視界が白く染まる。
一歩一歩、膝を上げ雪を踏みしめる。
吐いた息も白く、トリガーにとって色のついた存在は隣で自分を支えるバンドッグのみだった。
寒さはトリガーが着ているフライトジャケットなど容赦なく貫通してくる。川に浸かってしまった下半身は氷のようで、濡れたズボンが張り付いて歩きづらい身体をバンドッグが力を込めて引っ張っていく。足の指がもげそうに痛む。歯の根が合わない。ガチガチと音を立てながらもトリガーは前方を指さした。
「バ、バンドッグ……あれ……」
吹雪で白く霞む先に茶色い何かが見えた。
「山小屋か? 貴様が見たというのは確かだったようだな」
バンドッグの声にも安堵が滲んでいた。
二人で山小屋らしきものを目指す。
この雪山で生き残るために。
トリガーはバンドッグと共に輸送機に乗って雪山の上を航行していた。
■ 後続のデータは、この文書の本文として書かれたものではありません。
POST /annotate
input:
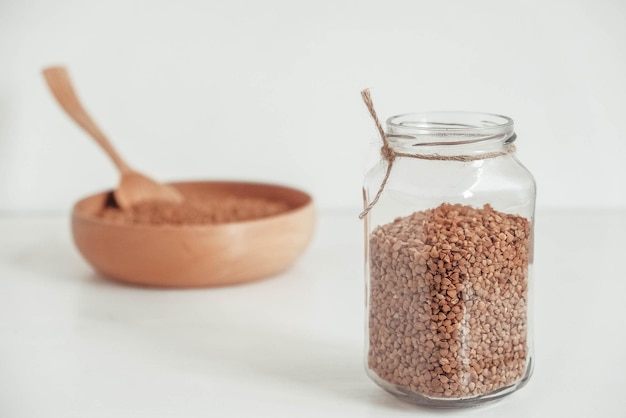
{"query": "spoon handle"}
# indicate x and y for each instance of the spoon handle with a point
(60, 84)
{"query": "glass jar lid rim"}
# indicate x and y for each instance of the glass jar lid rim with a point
(449, 122)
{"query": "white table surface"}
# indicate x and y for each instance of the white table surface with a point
(73, 344)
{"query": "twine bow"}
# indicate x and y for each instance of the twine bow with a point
(389, 155)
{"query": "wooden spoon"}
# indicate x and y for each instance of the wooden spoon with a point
(134, 187)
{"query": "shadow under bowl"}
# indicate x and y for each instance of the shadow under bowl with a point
(197, 255)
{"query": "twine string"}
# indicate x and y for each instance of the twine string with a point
(389, 155)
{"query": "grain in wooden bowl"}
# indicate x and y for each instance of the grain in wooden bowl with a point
(225, 233)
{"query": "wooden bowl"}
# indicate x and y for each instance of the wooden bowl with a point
(197, 255)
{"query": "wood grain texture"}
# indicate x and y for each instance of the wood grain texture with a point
(197, 255)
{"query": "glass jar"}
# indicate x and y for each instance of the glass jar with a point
(449, 251)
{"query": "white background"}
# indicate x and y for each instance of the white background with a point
(269, 90)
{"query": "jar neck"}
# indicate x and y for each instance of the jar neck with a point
(449, 134)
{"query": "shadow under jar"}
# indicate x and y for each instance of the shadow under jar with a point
(449, 250)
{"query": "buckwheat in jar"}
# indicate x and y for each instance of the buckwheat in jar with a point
(449, 240)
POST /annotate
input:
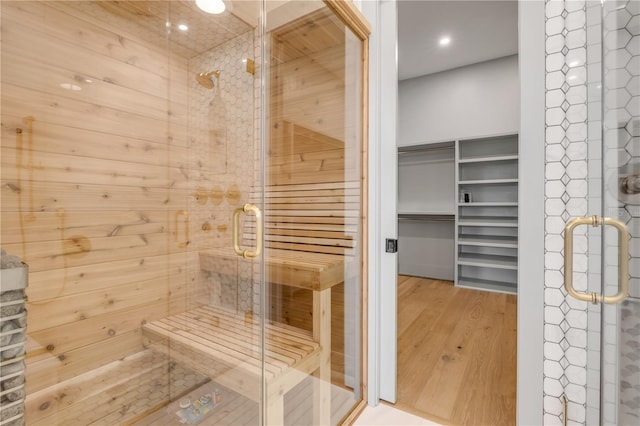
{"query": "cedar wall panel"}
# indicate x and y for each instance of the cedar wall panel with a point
(93, 184)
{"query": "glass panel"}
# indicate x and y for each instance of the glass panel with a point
(129, 137)
(620, 364)
(312, 208)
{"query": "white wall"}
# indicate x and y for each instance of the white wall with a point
(383, 88)
(476, 100)
(531, 23)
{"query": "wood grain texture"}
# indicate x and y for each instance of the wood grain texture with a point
(91, 183)
(456, 353)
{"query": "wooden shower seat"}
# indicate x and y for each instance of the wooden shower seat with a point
(310, 233)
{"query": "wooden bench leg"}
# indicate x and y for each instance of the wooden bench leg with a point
(322, 335)
(274, 410)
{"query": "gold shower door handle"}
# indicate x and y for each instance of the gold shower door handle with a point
(623, 259)
(247, 253)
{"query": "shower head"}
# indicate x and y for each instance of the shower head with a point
(208, 79)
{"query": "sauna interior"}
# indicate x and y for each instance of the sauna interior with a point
(186, 193)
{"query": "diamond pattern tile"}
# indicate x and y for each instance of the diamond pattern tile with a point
(572, 144)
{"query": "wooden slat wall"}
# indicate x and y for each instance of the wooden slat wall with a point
(92, 185)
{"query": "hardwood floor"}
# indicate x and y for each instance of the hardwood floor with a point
(456, 353)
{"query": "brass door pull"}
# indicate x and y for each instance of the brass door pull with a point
(623, 259)
(247, 253)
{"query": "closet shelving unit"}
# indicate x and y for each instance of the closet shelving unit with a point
(487, 213)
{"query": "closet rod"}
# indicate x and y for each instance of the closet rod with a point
(426, 218)
(411, 151)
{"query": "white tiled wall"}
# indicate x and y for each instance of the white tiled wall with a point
(222, 174)
(578, 75)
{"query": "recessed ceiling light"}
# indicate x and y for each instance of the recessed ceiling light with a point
(211, 6)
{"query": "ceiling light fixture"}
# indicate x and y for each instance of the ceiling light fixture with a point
(211, 6)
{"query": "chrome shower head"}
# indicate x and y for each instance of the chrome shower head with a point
(208, 79)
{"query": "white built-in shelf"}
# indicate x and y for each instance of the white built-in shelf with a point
(497, 221)
(488, 261)
(489, 285)
(485, 159)
(487, 227)
(488, 182)
(490, 204)
(488, 241)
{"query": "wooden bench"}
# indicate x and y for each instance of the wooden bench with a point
(310, 235)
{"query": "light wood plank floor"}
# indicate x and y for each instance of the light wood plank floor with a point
(456, 353)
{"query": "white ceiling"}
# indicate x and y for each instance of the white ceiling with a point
(480, 30)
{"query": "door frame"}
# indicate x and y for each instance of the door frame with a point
(531, 22)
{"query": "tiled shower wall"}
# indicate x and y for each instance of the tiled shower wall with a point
(578, 32)
(222, 153)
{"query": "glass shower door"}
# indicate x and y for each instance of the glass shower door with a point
(607, 272)
(129, 140)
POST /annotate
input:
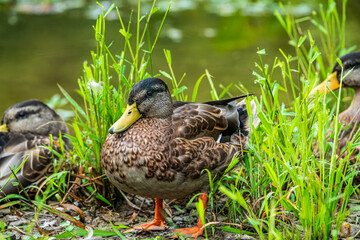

しかし機体トラブルが発生し、輸送機の高度が上がりきらず雪山に衝突する危険があった。墜落する前にパラシュートをつけて脱出した。トリガーたちは、そもそも雪山に相応しい服装をしているわけもなく、装備も輸送機から持ち出した非常用キットくらいしかない。おまけにトリガーはパラシュートでの着陸場所が運悪く川だった。雪がかぶっていたために上から川があるのが見えづらかったのだ。幸いそれほど深さはない川だったが下半身はびしょ濡れになった。薄着の上に水に濡れるなど雪山では命にかかわる。
トリガーは死を覚悟した。
だが、吹雪に紛れて誰かの声がする。気のせいかと思っていると、声はどんどん近づいてはっきりと形をなした。
「トリガー! どこだ!」
返事をしろ大馬鹿野郎と言われ、大声で怒鳴った。
「ここだ、バンドッグ!」
吹雪の先にあった小さな茶色い点のように見えたものが徐々に近づいて来る。トリガーも寒さに震える身体を何とか動かして少しでも近づいた。
「トリガー!」
バンドッグが膝くらいの高さの雪をかき分けて進んでくる。茶色のフライトジャケットを着た姿が見えた瞬間、トリガーは泣きたくなるほど安堵した。別にバンドッグが来たからといって状況が良くなったわけでもないのだが。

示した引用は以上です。